Prayer mat rolls were brought down from their place of storage and briefly laid out to cover most of the floor in our large Meeting room. The rectangular patterns on them indicated where worshippers should position themselves and were set at right angles to the east wall of the room, so that all present could face Mecca.
In addition to the seventy or so regular Muslim worshippers, our eighteenth century ministers gallery, together with the fixed benches along one wall and the upstairs gallery, were packed with a similar number of members of the Meeting, the West Suffolk Interfaith Forum, and other people of faith and no faith. It turned out to be a memorable occasion.
As is customary, the congregation was male, but perhaps in deference to our known testimony to equality there was also a small group of women and children. Most of those present had taken a brief break from work and consequently came into the room in ones and twos. The majority were present throughout the main period of worship.

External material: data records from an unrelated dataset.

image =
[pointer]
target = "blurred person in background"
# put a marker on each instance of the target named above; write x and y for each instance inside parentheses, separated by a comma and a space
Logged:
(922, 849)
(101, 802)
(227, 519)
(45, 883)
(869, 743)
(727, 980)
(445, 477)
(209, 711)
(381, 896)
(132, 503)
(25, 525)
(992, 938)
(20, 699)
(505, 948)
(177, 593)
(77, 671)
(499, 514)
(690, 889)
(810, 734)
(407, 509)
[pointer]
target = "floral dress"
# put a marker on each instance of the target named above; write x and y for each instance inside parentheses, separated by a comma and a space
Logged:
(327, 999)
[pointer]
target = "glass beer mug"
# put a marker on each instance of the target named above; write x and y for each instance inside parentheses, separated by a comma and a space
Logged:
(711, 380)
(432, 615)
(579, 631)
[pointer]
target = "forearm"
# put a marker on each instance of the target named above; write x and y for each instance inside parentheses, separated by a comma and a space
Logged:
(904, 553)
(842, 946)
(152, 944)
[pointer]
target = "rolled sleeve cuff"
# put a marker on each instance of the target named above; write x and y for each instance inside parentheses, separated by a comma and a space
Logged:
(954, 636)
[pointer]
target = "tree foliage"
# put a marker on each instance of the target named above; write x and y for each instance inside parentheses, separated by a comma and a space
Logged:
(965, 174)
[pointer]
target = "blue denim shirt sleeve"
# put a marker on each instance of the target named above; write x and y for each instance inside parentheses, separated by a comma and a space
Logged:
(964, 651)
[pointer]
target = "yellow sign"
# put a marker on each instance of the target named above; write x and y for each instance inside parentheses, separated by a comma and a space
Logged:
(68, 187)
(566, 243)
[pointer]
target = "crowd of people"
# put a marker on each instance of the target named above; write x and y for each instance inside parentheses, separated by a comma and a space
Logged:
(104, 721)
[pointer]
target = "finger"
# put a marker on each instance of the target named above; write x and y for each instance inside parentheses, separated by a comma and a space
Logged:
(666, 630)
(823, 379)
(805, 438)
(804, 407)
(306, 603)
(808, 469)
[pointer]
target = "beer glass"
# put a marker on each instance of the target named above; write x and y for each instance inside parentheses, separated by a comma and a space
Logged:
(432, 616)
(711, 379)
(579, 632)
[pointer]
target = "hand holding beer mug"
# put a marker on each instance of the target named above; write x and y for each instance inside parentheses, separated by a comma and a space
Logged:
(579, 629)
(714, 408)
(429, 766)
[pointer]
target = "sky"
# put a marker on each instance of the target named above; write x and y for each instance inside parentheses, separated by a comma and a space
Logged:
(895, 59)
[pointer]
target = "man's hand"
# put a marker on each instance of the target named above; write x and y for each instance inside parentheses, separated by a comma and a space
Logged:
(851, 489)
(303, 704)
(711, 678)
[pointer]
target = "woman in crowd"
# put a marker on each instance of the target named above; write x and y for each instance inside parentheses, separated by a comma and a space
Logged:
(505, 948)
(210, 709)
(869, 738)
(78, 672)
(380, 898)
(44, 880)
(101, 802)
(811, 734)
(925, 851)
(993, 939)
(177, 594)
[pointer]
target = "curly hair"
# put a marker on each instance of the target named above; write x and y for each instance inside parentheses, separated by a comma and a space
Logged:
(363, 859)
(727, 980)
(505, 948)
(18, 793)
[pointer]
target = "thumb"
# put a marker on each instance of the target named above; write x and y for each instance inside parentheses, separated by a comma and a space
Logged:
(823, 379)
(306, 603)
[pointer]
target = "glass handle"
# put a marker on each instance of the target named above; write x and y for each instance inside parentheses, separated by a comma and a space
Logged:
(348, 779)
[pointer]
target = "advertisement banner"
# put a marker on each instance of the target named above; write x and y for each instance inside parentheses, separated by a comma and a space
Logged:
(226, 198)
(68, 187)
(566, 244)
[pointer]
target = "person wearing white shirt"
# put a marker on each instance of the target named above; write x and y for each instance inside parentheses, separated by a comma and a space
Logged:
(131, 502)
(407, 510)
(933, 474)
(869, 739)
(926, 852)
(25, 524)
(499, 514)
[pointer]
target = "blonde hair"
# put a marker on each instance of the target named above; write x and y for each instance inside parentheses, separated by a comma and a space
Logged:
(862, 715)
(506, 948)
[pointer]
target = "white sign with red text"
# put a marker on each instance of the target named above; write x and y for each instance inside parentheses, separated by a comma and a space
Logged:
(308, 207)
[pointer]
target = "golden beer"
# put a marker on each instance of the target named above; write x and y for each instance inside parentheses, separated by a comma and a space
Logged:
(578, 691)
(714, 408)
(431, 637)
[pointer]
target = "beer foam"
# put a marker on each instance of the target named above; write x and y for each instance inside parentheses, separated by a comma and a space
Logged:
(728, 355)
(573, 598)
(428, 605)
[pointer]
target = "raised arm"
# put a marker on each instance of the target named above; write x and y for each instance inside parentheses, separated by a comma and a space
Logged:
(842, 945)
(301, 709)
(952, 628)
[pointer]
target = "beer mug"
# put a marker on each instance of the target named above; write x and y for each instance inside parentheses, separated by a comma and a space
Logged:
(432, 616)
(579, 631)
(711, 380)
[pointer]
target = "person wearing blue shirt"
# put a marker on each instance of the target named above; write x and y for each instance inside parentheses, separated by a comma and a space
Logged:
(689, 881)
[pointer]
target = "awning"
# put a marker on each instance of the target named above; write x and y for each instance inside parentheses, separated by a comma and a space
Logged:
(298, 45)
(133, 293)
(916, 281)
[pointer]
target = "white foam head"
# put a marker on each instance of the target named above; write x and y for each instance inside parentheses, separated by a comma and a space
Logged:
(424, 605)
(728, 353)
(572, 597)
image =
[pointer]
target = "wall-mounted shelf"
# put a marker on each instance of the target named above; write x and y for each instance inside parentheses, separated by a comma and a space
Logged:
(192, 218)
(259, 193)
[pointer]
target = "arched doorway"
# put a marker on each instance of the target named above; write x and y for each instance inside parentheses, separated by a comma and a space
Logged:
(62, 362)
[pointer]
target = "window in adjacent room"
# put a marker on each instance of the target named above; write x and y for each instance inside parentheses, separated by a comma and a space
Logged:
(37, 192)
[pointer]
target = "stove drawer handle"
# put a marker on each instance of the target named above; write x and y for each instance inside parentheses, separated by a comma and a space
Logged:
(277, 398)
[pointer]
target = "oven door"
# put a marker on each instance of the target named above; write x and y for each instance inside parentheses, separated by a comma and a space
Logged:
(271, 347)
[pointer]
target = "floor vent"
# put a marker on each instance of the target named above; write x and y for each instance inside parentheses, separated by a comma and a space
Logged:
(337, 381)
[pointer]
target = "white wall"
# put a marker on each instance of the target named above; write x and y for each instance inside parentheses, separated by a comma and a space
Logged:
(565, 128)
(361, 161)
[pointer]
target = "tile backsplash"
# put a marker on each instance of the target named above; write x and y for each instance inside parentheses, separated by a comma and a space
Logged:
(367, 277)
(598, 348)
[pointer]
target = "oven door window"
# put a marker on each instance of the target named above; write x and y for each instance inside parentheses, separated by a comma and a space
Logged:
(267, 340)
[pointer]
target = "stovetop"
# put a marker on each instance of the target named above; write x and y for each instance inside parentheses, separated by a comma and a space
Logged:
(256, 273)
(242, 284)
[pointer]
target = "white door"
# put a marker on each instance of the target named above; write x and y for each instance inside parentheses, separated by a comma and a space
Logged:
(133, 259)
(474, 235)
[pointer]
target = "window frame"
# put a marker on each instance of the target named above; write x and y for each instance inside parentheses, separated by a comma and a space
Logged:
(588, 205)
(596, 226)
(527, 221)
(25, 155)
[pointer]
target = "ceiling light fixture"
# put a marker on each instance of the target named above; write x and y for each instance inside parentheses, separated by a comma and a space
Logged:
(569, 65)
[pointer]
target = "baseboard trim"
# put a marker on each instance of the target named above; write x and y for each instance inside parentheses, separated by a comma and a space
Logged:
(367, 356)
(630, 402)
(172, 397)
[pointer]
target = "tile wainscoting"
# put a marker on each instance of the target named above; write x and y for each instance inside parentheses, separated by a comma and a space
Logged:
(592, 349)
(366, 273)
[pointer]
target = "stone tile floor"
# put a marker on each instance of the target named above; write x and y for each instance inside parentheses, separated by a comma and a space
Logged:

Members of the Meeting and particularly those who were in the ministers’ gallery could, perhaps, ponder on the momentous changes that have taken place since our Meeting house was constructed and give thanks for the opportunities we now have to share in the culture and expressions of faith of so many others.
The Imam, who came from Cambridge, delivered a sermon in Arabic and English – the latter not just being in deference to us, but to the congregation as well, many of whom had a variety of first languages. As with Quaker ministry, it is not really possible to catch its essence in writing after the event. However, much of what he said was rooted in his experiences as a scientist, while his references to what Muslims, Christians and Jews had shared in their past religious history were entirely appropriate to the occasion.
The stark simplicity of Muslim worship fitted in extraordinarily well with our simple Meeting room and the Muezzin’s call to prayer had an almost ethereal quality, which in our closing moments deepened the sense we had of being present in a shared holy space.
After the proceedings were formally closed those members of the Muslim community who did not have to get back to work circulated round the large crowd of participants with drinks and delicious savouries. For once we could relax and simply enjoy being together.
The day was not yet at an end, as in the evening the documentary film Pray the Devil Back to Hell was seen by a representative audience. This movingly chronicles the remarkable story of how Christian and Muslim women in Liberia worked to end the previously non-stop civil war and bring peace to their shattered land. It was a most fitting end to a wonderful day.
Praise be to Allah (or whatever other words of gratitude speak to your condition).